Bien que théoriquement arrivée à son terme, l’aventure de l’Encyclopédie connaît un prolongement par l’ajout de suppléments publiés en 1776 et 1777. Rédigés par une nouvelle équipe dans laquelle se retrouvent D’ALEMBERT et son ami CONDORCET, mais sans DIDEROT qui refuse d’y participer, cinq volumes de suppléments, dont un de planches, sont dus à l’action de Marc-Michel REY, de Jean-Baptiste-René ROBINET, et surtout de Charles-Joseph PANCKOUCKE qui a racheté en 1768 les droits et les cuivres de LE BRETON.

L’Encyclopédie est réimprimée à cette occasion, alors que de nombreuses copies et imitations circulent déjà. L’ensemble est complété en 1780 par la parution d’une table analytique et raisonnée des matières contenues dans les 33 volumes de l’ensemble de l’encyclopédie. Rédigés par Pierre MOUCHON, ces deux volumes supplémentaires (comprenant 75 000 entrées et 44 000 articles principaux) sont le fruit d’un travail considérable consistant à analyser en détail l’ensemble des articles publiés. Chaque entrée comprend un court résumé d’un ou de plusieurs articles et des renvois à ce qui se rattache au même sujet ailleurs dans l’ouvrage.

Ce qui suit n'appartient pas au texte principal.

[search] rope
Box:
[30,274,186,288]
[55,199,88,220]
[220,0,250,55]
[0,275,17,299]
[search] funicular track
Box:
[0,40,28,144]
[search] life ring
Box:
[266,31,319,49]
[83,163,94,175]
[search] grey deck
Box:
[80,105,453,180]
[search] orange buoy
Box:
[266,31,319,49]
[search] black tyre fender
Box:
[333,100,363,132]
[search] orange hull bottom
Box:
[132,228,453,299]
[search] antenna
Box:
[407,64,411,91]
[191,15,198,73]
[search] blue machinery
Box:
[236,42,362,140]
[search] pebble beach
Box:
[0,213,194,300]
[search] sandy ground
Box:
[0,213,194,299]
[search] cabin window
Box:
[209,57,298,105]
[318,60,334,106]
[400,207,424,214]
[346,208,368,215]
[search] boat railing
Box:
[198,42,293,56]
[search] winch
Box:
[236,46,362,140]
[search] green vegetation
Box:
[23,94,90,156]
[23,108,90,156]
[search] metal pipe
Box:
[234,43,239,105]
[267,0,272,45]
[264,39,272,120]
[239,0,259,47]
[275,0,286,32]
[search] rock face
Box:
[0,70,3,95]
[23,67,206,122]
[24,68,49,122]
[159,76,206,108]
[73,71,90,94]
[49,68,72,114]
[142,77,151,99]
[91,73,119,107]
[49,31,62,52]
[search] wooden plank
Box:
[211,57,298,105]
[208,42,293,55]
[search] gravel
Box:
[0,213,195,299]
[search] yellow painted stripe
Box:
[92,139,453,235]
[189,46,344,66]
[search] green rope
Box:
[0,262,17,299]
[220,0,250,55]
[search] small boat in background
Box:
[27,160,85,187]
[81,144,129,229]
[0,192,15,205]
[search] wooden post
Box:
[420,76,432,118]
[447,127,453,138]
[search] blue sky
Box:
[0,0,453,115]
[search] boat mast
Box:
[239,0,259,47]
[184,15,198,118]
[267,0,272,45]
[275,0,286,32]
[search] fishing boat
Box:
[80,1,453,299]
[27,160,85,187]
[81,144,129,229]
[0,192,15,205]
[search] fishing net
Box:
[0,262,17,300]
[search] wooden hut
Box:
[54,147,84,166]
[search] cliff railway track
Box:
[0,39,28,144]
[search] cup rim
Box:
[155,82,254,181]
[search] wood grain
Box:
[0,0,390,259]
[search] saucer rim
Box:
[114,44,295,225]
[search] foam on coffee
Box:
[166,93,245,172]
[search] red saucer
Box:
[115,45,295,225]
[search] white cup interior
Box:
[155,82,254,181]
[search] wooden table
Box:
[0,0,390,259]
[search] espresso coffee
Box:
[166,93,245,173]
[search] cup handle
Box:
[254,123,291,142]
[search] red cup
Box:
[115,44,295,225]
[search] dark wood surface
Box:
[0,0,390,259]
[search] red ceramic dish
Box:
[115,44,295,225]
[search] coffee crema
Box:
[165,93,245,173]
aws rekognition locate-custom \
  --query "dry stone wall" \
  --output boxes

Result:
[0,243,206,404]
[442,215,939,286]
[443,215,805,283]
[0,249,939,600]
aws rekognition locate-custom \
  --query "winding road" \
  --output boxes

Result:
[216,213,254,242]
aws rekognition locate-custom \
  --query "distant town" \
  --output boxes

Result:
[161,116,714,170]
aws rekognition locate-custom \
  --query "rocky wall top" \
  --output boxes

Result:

L’Encyclopédie présentée ici est complète, avec ses 35 volumes en édition originale, et correspond à ce qu’on dénomme l’édition de Paris. On estime que 24 000 exemplaires de l’Encyclopédie ont été tirés avant la Révolution, mais seulement 4 255 exemplaires originaux des 28 volumes de base, soit 18 000 pages et 2 170 000 mots ! L’encyclopédie renferme près de 71 818 articles écrits par près de 150 à 200 collaborateurs permanents ou occasionnels, dont la liste exacte et exhaustive reste encore difficile à établir.

Les contributeurs

Une partie des articles ne sont pas signés, certains auteurs désirant demeurer anonymes. De très nombreuses personnalités du monde intellectuel, littéraire, philosophique et scientifique de la France du XVIIIe siècle participent à l’aventure. On peut citer quelques noms restés célèbres : VOLTAIRE, qui rédigea en 1774 un pamphlet “De l’Encyclopédie” prônant la levée de l’interdiction, ROUSSEAU, MARMONTEL, le baron d’HOLBACH, LA CONDAMINE, TURGOT, DUMARSAIS, HELVÉTIUS, auteur du fameux De l’esprit à l’origine d’un scandale qui, par association, se répercutera sur l’Encyclopédie, MONTESQUIEU, QUESNAY, chef de file des physiocrates, le président de BROSSES, CONDILLAC ou encore l’horloger BERTHOUD.

Il faut rendre un hommage spécial à Louis de JONCOURT, surnommé « l’esclave de l’encyclopédie », précieux collaborateur après le départ de D’ALEMBERT ; qui ne rédige pas moins de 17 395 articles (28 % du total). On estime également que DIDEROT a personnellement supervisé ou rédigé près de 5 000 articles pas toujours signés. D’ALEMBERT a apposé sa marque à près de 1 700 articles, en particulier à ceux consacrés aux mathématiques.

Polémiques et tensions internes

Imprégnés de l’esprit philosophique, inspirés par le rationalisme, l’esprit critique, voire le matérialisme, certains articles font du bruit, créent parfois des scandales et peuvent même engendrer des brouilles entre Encyclopédistes. Un des plus fameux reste celui consacré à “Genève”, dû à D’ALEMBERT, dans le tome 7, qui déclenche une querelle par libelles interposés entre ce dernier et ROUSSEAU.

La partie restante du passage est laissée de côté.